Louis Vuitton shows off biggest diamond find in a century
The largest rough diamond found in more than a century has been shown to some of LVMH’s most high profile customers.
The 1,758-carat stone has already created a huge splash from the high-end jewellery marketplace.
The rock named "Sewelo," which means significance or "rare find" in the Tswana tongue of Botswana from where the rock was found is that the size of a tennis ball.
Right now the rock looks like a lump of coal – as it’s still coated from the black carbon from where it’s been mined.
It's the second-biggest diamond ever discovered, following on from the 3,100-carat "Cullinan" mined in neighbouring South Africa in 1905, which moved to decorate Britain's crown jewels.
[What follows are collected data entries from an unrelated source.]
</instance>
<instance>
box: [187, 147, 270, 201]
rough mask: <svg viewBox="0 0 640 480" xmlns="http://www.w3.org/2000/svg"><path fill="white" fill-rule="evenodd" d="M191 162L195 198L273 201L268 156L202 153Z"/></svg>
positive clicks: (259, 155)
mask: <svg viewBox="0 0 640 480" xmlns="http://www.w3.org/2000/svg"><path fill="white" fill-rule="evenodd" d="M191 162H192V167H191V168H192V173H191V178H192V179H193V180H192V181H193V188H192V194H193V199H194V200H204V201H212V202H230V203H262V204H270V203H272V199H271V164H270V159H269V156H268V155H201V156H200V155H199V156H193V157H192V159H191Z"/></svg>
Louis Vuitton, a part of the LVMH luxury conglomerate, surprised the jewellery industry by beating out other high-end jewellers such as Cartier and Graff to obtain the diamond, that will soon be cut down into individual pieces.
"It is the largest potential we have at the moment," Louis Vuitton chief executive Michael Burke told the Financial Times about the rare find.
By showing the rough diamond to its collectors, LMMH is hoping to set itself apart from the rarefied world of top jewellery.
"No jeweller has done that (show the rough stone) - that is not the way high-end jewellery functions, it does not show what happens behind the scenes," Burke said. He added that LV wants to be, "utterly transparent in what mine it came from and associating the final client in the creation of the final stone".
Louis Vuitton has not said how much it paid for the rock, but it did say that 5% of the sale of the diamond would go towards community projects in Botswana.
LVMH group is making waves in the high-end jewellery sector, after buying Tiffany & Co. earlier this year.